Here's a link to my flickr galleries to show the look we gravitate to. . . It really helps us down-size our interior decorating when we have a clear understanding of what we like! And yes - there's a little tchotchke there, too!
Note: If you are like me and have very eclectic tastes, I recommend you do the same. Do a search at flickr for "cottage", "interiors", "country decorating" & similar searches & make note of the ones that take your breath away. That way you know you are being true to yourself. If it takes your breath away - it's YOU!

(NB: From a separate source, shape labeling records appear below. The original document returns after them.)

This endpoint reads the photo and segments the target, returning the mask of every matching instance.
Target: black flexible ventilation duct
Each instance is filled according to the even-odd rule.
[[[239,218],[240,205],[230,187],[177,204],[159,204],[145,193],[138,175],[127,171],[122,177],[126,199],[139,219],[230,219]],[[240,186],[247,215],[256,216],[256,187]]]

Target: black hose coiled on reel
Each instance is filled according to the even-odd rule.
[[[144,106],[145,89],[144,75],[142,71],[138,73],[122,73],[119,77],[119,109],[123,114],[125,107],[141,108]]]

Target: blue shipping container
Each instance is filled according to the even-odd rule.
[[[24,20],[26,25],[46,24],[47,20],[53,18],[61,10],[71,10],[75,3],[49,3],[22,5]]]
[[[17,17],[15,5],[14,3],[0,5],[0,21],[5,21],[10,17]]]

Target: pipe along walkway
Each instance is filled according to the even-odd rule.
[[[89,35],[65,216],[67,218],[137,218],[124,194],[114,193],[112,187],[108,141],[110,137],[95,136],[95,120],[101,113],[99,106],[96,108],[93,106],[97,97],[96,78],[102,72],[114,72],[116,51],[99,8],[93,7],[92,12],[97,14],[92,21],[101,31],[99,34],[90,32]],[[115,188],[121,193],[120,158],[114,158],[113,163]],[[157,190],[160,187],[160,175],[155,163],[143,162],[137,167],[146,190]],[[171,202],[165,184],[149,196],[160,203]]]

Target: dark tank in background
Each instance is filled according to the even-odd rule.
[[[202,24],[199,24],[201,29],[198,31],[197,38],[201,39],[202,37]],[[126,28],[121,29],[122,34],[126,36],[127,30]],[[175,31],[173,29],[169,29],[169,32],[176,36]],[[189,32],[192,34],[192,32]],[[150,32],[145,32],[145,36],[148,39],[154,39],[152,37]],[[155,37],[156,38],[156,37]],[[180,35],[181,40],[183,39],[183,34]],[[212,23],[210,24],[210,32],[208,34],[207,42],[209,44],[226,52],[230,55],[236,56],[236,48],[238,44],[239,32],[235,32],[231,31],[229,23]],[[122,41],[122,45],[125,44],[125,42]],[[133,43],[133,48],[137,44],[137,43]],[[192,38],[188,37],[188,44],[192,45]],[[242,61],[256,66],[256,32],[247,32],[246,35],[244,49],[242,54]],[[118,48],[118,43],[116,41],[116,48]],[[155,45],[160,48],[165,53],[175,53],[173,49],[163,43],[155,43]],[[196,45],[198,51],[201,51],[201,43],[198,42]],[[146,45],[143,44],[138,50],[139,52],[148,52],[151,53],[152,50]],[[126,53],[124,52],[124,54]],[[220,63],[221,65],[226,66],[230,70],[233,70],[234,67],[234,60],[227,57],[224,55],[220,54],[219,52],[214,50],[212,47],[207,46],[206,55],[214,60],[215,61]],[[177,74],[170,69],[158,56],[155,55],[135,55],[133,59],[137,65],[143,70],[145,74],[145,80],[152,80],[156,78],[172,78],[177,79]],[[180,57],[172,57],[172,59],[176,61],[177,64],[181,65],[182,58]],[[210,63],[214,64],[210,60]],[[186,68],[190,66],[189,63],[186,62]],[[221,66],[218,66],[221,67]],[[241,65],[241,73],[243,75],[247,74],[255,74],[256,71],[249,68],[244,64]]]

Yeah - we really like the naturey stuff!
I hope you have a restful evening . . . & hopefully I'll see you again tomorrow.


PS - It really doesn't matter if it's called a cabin, cottage, or farmhouse. The very most important thing is that we call it


OK - Easter has come & gone & I'm sitting at the computer, early Monday morning. How did it go? How was our first holiday in the down-sized cozy little cabin?

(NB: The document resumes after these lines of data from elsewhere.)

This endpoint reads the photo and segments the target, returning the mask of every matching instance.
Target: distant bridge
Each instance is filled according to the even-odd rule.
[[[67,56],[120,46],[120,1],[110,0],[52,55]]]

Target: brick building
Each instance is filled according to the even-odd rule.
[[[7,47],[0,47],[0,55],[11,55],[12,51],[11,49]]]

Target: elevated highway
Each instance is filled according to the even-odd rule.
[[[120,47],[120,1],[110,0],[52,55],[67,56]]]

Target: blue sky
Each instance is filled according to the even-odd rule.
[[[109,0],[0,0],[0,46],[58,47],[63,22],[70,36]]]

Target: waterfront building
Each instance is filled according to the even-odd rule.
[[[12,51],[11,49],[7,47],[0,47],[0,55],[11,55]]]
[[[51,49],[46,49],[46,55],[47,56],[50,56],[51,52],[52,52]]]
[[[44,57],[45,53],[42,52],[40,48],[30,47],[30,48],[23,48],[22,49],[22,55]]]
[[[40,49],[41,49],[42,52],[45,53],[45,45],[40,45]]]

The entry before this one tells of the very few ways we were decorating this year & I think you can tell from the photo montage above that there is no doubt Spring/Easter has arrived in east TX!

Do you notice there is not a lot of Easter "stuff" to put away? At most if would be the little bunny . . . but I like him a lot as he reminds me of my dearest childhood friend, Brenda, who collected bunnies & I'll leave him out all year. Wouldn't he look very patriotic with a little American flag to celebrate Independence Day?

The cross is really a bookend that stays out year round, as does the crystal candy dish, kerosene lamp, wire basket, Pyrex bowls, teapot & cheerful deviled egg tray. There is nothing to store for next year! Later today I'll mash the leftover colored eggs into egg salad sandwiches & deviled eggs.

See how easy this is? The real stars of the show were the people who honored us by spending their holiday with us. My soon-to-be 89 year old mom; my daughter & her hubby; & KI & Milan.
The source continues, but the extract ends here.